Head Athletic Trainer Tara Lepp is a professor of health and human performance. She is a familiar face in the Health Human Performance and Athletics training center. Student-athletes and athletic trainers alike know her as Tara.
Lepp was inducted into the Oregon’s Athletic Trainers’ Society Hall of Fame on March 25.
“This is the highest honor that she can be given by her peers in the state of Oregon,” assistant professor and athletic trainer, Greg Hill said in an email.
Lepp said she was surprised about the award.
“I was very surprised to receive this honor, especially when I found out that they had kept it a secret for a long time,” Lepp said. “They tried to induct me into the OATS Hall of Fame in 2009, but I was in Kenya, Africa working on a research project. They tried again in 2010, but I had conflicting meetings as a member of the National Athletic Trainers’ Association Research and Education Board of Directors. I had no idea I was getting this award, and I was shocked when they announced my name.”
Lepp has been working at Linfield for 29 years. She was hired as Linfield’s first certified athletic trainer in 1982.
With such a desire for the program, such as hers, it is evident why Lepp has stayed at the school for so long.
“I love helping injured student-athletes and teaching our athletic training students how to treat injuries. It is wonderful to be able to teach what I do and do what I teach. The Athletic Training Education Program (ATEP) at Linfield allows me to do that,” Lepp said.
Lepp is well-respected by the students she helps on the field, as well as by the students she teaches off the field.

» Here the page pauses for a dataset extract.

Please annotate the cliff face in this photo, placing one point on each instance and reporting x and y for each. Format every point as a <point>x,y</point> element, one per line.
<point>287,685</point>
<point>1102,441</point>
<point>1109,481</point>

“She challenges us to take our weaknesses and turn them into strengths,” senior athletic training major Brooke Bekkedahl said. “She always demonstrates exceptional and individualized care to each and every athlete, which is something we (as students) should always strive for.”

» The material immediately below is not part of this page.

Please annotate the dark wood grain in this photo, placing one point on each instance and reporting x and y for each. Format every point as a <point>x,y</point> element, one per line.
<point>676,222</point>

Lepp gives to Linfield’s Athletic Training Program with dedication and zeal, but she saves some of her passion for philanthropy. Lepp donates her time to Open Arms International, an organization that donates free medical supplies to less fortunate parts in Africa. She also travels to Africa once a year to do volunteer work.
“She has devoted her entire life to helping others and that is quite a form of inspiration for us all,” Bekkedahl said.
Lepp said she cherishes the long-lasting relationships she has with her students.
“It was exciting to see so many of my former students in Eugene when I was inducted into the hall of fame,” Lepp said. “That really made it special.”